This thread reminds me of when I worked at the Pentagon. One day an air force guy comes up to me and says...
"I just got the CONUS, FIMIR, report from BuPers assigned from HQ and we need to QC this report ASAP before it's delivered to the LT 'cause the whole thing is FUBAR."

That was the day I realized I needed to move on to another job because I understood everything he'd just said. He didn't see the humor in the situation.


----------



## tron3 (Jan 6, 2006)

zespectre said:


> This thread reminds me of when I worked at the Pentagon. One day an air force guy comes up to me and says...
> "I just got the CONUS, FIMIR, report from BuPers assigned from HQ and we need to QC this report ASAP before it's delivered to the LT 'cause the whole thing is FUBAR."
> 
> That was the day I realized I needed to move on to another job because I understood everything he'd just said. He didn't see the humor in the situation.


 
But he got his point across quickly and easily, right? Guys, I know, sometimes less is more...but we are only talking about 4 acronyms here.

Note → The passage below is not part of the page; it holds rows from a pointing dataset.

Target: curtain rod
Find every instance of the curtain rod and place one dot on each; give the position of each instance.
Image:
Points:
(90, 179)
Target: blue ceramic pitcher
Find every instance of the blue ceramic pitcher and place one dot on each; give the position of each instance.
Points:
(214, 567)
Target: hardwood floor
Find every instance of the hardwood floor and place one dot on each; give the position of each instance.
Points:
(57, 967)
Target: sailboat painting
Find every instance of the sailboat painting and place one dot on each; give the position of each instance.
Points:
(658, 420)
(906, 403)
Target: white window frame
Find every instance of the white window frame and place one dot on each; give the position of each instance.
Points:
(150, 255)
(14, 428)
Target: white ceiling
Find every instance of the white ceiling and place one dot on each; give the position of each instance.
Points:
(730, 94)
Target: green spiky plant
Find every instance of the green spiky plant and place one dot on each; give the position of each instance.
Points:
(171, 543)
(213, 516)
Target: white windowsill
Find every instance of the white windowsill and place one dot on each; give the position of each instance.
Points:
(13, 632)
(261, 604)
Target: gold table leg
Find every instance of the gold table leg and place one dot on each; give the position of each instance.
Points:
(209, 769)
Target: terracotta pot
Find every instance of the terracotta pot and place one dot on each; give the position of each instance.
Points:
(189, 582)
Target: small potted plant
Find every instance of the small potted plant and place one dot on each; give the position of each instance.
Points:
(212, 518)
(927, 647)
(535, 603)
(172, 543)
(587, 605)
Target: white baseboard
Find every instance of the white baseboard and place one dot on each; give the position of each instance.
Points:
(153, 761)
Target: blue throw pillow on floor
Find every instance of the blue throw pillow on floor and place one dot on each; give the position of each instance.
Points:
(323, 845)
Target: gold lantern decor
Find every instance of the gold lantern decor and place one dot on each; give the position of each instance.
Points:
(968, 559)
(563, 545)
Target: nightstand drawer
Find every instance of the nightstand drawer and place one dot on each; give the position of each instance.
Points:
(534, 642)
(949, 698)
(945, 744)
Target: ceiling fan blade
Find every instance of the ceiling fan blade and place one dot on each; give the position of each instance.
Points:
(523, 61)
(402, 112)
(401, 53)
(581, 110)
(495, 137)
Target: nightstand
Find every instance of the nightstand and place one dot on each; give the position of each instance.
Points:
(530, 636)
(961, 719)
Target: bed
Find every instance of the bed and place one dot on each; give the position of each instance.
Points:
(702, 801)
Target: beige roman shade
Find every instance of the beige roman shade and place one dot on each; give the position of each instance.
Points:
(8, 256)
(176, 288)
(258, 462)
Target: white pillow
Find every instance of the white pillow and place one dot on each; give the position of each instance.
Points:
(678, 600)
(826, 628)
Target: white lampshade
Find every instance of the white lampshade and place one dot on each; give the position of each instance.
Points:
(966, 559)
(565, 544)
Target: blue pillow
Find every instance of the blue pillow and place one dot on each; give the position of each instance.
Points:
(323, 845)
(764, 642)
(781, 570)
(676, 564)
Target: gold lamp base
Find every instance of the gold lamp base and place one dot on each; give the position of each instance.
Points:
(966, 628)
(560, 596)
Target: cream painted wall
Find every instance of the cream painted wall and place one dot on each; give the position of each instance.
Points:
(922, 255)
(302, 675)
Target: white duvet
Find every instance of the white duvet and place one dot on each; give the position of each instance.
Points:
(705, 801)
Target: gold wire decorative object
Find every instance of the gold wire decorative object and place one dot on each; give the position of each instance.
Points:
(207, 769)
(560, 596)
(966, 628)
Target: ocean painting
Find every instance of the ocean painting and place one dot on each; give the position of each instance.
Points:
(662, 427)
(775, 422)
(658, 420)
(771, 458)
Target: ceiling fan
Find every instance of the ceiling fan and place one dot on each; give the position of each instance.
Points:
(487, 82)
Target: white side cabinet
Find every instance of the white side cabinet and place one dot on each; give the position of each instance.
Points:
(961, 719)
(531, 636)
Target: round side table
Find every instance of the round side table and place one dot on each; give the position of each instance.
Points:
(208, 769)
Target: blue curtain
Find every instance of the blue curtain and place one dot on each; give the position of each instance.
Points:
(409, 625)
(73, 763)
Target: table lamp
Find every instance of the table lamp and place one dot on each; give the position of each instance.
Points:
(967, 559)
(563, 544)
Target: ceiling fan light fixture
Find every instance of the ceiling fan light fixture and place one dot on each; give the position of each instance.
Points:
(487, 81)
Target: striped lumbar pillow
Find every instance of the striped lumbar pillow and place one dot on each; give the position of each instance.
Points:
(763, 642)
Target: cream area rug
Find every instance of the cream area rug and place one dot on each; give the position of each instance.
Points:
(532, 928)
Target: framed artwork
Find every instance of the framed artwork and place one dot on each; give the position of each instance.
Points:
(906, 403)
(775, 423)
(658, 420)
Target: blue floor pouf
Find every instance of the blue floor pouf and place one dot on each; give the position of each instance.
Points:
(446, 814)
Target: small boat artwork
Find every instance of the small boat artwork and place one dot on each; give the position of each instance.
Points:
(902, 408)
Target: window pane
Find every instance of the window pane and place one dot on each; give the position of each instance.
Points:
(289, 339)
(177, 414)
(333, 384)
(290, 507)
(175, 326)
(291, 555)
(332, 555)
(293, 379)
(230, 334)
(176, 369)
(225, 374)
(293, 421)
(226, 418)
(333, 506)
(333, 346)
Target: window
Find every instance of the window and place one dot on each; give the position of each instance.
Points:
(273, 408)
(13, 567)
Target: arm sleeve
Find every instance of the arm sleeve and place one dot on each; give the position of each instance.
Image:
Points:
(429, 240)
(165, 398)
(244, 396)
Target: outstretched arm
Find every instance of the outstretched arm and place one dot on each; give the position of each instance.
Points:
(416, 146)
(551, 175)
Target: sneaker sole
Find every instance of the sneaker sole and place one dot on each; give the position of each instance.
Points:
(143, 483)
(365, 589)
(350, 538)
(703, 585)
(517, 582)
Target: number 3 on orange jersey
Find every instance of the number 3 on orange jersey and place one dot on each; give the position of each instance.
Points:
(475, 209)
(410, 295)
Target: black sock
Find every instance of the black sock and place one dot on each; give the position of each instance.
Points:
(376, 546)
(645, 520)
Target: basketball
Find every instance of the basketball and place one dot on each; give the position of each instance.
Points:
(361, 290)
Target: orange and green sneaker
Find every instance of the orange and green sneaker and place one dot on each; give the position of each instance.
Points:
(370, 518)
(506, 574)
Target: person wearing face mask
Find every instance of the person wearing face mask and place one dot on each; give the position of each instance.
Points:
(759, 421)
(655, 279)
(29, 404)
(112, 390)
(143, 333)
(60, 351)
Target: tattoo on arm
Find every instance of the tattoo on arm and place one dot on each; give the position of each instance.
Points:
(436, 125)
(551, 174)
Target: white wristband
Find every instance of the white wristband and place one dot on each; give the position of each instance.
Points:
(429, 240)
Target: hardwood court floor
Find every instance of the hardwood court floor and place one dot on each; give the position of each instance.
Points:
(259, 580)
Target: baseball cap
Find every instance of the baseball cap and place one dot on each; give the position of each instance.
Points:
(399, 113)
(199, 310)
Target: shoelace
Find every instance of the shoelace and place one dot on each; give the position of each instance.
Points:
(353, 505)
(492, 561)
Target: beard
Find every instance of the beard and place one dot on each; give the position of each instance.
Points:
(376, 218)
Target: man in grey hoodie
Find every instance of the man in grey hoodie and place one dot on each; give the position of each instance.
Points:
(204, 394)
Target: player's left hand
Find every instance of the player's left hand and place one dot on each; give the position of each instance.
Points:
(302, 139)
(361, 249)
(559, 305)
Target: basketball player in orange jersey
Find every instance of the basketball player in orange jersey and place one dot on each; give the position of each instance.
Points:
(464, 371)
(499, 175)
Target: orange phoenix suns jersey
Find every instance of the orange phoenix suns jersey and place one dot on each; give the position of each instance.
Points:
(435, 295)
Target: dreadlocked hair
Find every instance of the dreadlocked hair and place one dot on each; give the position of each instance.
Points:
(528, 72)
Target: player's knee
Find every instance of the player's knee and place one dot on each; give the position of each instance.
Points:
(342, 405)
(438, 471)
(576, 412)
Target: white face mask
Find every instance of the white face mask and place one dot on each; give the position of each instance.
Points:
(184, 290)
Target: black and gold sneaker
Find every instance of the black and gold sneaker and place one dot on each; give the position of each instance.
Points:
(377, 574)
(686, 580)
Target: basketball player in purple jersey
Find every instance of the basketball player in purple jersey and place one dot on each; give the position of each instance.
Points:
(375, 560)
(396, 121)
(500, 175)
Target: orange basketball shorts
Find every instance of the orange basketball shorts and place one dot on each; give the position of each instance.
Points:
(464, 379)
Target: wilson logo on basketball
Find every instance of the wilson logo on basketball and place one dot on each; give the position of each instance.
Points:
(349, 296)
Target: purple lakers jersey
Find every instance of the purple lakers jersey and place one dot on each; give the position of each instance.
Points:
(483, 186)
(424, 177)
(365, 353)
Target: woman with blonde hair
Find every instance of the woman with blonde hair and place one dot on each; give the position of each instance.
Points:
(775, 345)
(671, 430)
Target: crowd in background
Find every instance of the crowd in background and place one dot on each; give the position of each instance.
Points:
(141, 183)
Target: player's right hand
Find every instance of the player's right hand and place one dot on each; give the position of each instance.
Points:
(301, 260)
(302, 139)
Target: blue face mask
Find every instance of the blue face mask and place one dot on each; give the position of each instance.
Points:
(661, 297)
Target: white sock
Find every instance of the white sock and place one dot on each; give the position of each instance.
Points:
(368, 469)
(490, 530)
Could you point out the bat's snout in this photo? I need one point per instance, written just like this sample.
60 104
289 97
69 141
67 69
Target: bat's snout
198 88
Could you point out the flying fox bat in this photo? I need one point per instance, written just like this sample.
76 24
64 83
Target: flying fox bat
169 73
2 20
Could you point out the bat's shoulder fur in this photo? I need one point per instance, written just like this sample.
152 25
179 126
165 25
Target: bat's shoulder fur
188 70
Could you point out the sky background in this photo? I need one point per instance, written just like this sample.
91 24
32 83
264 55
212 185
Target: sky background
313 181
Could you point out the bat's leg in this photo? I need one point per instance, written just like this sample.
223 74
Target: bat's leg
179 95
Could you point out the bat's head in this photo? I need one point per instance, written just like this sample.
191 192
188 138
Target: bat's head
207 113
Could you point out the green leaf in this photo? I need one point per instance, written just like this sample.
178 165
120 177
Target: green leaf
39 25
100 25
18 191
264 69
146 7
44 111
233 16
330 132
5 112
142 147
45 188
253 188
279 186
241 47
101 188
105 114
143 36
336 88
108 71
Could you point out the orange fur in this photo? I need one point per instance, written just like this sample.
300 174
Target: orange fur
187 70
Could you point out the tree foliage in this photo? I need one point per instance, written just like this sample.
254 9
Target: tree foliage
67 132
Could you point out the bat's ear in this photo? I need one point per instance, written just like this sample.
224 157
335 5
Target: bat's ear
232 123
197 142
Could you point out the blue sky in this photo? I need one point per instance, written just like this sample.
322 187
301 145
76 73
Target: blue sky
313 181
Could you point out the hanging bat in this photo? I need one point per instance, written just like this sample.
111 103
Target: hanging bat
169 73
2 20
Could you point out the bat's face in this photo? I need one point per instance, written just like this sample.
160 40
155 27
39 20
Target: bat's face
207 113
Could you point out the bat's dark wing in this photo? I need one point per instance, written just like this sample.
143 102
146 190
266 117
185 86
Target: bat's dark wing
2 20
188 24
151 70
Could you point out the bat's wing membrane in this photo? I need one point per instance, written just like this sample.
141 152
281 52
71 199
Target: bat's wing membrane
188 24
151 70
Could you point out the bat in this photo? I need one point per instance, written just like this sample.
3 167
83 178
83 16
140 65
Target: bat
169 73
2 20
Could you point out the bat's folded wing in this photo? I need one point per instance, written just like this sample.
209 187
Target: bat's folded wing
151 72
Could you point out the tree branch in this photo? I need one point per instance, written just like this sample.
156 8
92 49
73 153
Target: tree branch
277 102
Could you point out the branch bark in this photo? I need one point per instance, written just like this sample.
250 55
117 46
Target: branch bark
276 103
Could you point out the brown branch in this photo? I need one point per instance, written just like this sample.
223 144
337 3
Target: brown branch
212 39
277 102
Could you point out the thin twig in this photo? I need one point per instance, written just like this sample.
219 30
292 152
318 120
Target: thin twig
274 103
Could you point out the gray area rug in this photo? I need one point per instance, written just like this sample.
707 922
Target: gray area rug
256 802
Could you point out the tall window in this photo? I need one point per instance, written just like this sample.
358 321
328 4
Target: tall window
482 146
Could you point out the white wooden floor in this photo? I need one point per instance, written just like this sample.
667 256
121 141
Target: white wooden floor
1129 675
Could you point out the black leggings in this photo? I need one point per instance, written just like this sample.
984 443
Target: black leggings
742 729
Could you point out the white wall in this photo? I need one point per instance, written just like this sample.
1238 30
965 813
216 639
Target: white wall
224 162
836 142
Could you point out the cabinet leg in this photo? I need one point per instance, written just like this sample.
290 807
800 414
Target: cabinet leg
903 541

EDC, SDC, WDC, and the sometimes used ENC, Everynight carry. I'll start a new thread to start fresh.


----------



## zespectre (Jan 6, 2006)

I guess you don't see the humor in the situation either  
:naughty:


----------



## pcmike (Jan 6, 2006)

:lolsign: I just spit all over my LCD..  Now I gotta go clean it!   

By the way, as of today I'll be EDC'ing my EDC from HDS. :naughty: 



LEDcandle said:


> Yes great leader and inventor, pls lead us onward!  (sorry, no better icon )


----------



## tron3 (Jan 6, 2006)

LEDcandle said:


> Yes great leader and inventor, pls lead us onward!  (sorry, no better icon )


 
http://candlepowerforums.com/vb/showthread.php?t=103467

New thread with the latest definitions.


----------



## *Bryan* (Jan 6, 2006)

zespectre said:


> This thread reminds me of when I worked at the Pentagon. One day an air force guy comes up to me and says...
> "I just got the CONUS, FIMIR, report from BuPers assigned from HQ and we need to QC this report ASAP before it's delivered to the LT 'cause the whole thing is FUBAR."
> 
> That was the day I realized I needed to move on to another job because I understood everything he'd just said. He didn't see the humor in the situation.




Kinda reminds me of Good Morning Vietnam.
The VP is coming but that is on the QT and we better hurry cause the VP is a VIP or we'll all end up on KP...Soemthing like that but it was funny as hell.


----------



## xochi (Jan 6, 2006)

tron3 said:


> But he got his point across quickly and easily, right? Guys, I know, sometimes less is more...but we are only talking about 4 acronyms here.
> 
> EDC, SDC, WDC, and the sometimes used ENC, Everynight carry. I'll start a new thread to start fresh.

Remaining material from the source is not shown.